The Saudi Ministry of Health (MoH) annually publishes recommendations for pilgrims, including special advice for the elderly, children, pregnant women, and those with chronic diseases to preferably postpone their travel to Makkah. Those who would still like to travel are advised to take the utmost precautions. However, many pilgrims were not aware of MERS-CoV infection in Saudi Arabia and its preventive measures. For instance, a study conducted in France in pre-Hajj outpatient clinics for French Hajj pilgrims on MERS-CoV and its prevention showed that only 64.3% of the study participants were aware of MERS-CoV, and only 35.5% were aware of the recommendations by the Saudi MoH.[12] Another study among Australian pilgrims showed that only about 49% of the pilgrims were familiar with MERS-CoV.[11] This figure is slightly close to another survey of Turkish pilgrims which found that 56% were aware of this virus.[16] However, these numbers are quite different from our study that targeted Arab pilgrims, which showed that 91% had heard of MERS-CoV.

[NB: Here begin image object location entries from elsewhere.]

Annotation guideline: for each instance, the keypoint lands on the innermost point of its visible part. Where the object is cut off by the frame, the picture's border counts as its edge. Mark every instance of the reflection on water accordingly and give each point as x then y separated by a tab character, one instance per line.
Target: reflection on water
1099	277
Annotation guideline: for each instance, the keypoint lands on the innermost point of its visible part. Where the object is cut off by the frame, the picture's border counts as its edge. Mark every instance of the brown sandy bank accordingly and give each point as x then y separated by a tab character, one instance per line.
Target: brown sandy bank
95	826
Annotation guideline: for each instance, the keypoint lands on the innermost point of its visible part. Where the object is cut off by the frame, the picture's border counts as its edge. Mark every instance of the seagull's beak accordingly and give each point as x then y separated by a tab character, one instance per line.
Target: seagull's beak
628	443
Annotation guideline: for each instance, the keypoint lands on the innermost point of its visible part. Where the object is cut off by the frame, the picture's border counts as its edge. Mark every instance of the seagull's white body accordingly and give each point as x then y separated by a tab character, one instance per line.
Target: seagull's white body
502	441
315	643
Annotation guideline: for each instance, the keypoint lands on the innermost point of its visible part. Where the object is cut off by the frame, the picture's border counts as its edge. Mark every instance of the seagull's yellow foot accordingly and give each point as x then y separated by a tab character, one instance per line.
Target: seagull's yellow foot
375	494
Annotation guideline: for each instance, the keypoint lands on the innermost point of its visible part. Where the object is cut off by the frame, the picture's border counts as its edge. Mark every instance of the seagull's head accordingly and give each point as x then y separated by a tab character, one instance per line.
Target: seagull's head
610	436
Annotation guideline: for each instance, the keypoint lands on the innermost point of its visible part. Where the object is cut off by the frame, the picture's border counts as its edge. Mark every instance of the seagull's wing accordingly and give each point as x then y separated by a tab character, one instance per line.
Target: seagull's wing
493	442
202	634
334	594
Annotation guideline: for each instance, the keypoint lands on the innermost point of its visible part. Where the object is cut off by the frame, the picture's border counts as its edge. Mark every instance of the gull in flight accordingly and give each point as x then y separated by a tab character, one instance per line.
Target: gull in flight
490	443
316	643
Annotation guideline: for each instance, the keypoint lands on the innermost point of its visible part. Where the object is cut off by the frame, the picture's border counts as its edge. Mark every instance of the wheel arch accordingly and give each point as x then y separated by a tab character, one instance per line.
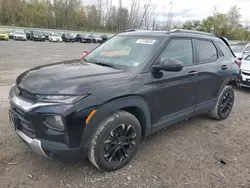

The lack of awareness of MERS-CoV, a potentially serious infection, among the pilgrims especially during Ramadan and Hajj, indicates that the health authorities in the pilgrims' countries of origin should be more active in promoting health education and awareness, especially in the absence of an effective treatment or vaccine for MERS-CoV. A visit to Makkah requires that pilgrims obtain a visa and take meningococcal vaccine. Perhaps it should be mandatory to also provide educational material on the risks of CoV and possible preventive measures.
Limitations
First, the sample size represented a relatively small percentage of the total number of pilgrims that performed Umrah during Ramadan in 2015. Furthermore, since we used nonprobability sample of convenience, the results cannot be generalized to all the pilgrims. Second, some data were missing probably as a result of the use of self-administered questionnaire. This might have restricted the external validations of our study.
Financial support and sponsorship
Nil.
Conflicts of interest
There are no conflicts of interest.
Acknowledgment
This work was supported by the College of Medicine and Research Center, Deanship of Scientific Research, King Saud University, Riyadh, Saudi Arabia. ALL the authors are grateful to KSU Life Club volunteers for their help in collecting the data.